Safety Considerations: A Recap

No matter which method you choose, safety should always be your top priority. Here’s a recap of some key safety considerations:

  • Wear safety glasses, gloves, and sturdy boots.
  • Mark underground utilities before digging or grinding.
  • Inform neighbors before using noisy equipment.
  • Read and follow all instructions for tools and chemicals.
  • Be aware of your surroundings and watch out for tripping hazards.
  • Never operate power equipment when you are tired or under the influence of drugs or alcohol.

Case Study: My Ash Tree Firewood Project

To illustrate the entire process, let me share a personal case study. A few years ago, a large ash tree in my yard succumbed to the Emerald Ash Borer. I decided to turn it into firewood, but I also needed to remove the stump.

  1. Felling and Processing: I carefully felled the tree using proper chainsaw techniques (which I won’t detail here, as that’s a whole other article!). I then bucked the logs into firewood lengths and split them using a hydraulic log splitter. I stacked the firewood in a well-ventilated area to season for at least a year.
  2. Stump Removal: For the stump, I initially considered manual removal, but it was too large and the roots were too extensive.
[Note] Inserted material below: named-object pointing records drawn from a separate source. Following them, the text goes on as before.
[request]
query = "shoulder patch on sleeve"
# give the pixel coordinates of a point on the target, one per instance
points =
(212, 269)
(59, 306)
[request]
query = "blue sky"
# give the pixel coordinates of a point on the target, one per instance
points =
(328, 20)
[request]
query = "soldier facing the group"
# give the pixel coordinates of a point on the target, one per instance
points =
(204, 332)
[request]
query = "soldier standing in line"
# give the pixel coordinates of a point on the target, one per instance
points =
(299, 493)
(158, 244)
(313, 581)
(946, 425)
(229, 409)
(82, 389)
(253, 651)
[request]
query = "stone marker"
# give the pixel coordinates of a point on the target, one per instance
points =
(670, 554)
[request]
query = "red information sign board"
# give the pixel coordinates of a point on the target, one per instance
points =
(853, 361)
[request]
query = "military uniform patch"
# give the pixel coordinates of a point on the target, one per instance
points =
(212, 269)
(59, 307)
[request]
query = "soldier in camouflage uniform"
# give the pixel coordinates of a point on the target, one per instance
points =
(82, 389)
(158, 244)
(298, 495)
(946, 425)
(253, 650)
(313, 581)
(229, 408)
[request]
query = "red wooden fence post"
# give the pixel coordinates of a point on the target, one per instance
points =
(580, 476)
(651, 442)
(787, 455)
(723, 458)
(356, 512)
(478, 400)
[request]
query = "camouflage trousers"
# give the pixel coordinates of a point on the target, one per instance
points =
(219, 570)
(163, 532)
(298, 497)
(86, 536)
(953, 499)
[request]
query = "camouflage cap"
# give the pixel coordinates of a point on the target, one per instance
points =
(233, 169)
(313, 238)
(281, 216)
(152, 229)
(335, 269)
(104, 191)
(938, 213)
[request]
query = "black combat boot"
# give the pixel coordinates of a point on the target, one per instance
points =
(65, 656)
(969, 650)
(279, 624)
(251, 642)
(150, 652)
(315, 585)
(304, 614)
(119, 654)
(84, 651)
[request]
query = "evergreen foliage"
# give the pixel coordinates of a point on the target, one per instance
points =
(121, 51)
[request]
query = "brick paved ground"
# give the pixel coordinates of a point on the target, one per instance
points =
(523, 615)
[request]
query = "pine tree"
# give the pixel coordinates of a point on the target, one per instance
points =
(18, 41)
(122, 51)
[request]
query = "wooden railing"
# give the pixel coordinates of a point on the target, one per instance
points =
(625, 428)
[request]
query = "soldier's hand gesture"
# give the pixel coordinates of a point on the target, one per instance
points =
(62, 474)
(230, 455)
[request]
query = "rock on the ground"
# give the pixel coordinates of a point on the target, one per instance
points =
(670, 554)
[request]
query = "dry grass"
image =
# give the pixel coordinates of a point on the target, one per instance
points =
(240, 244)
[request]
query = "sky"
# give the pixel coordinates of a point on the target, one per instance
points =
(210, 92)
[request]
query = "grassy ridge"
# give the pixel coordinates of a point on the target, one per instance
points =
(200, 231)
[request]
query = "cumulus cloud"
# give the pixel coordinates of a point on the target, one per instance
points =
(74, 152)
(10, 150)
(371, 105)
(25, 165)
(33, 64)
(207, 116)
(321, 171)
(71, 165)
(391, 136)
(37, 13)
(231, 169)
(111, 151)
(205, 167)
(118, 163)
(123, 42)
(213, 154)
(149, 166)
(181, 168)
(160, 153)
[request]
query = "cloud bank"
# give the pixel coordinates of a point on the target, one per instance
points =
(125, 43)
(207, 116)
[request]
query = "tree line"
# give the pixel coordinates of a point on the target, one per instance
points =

I opted for stump grinding. I rented a stump grinder from a local equipment rental company and carefully ground the stump down to about 8 inches below ground level.
  3. Root Management: After grinding, I noticed some sprouts emerging from the remaining roots. I applied glyphosate herbicide directly to the sprouts, and they eventually died off.
  4. Cleanup and Replanting: I filled the hole with topsoil, compacted it, and planted grass seed. The area is now a thriving part of my lawn.
  5. Firewood Use: After a year of seasoning, the ash firewood burned beautifully in my wood stove, providing warmth throughout the winter. Ash is an excellent firewood choice, known for its high heat output and clean burning.

This project highlighted the entire cycle: from a standing tree to a warm fire, with proper stump removal in between.

Strategic Insights for the Future

Beyond the tactical steps of stump removal, consider the strategic implications. Removing dead or dying trees, including the stumps and root systems, is an investment in the long-term health and safety of your property. It can prevent the spread of diseases, reduce the risk of property damage, and improve the overall aesthetic appeal of your landscape.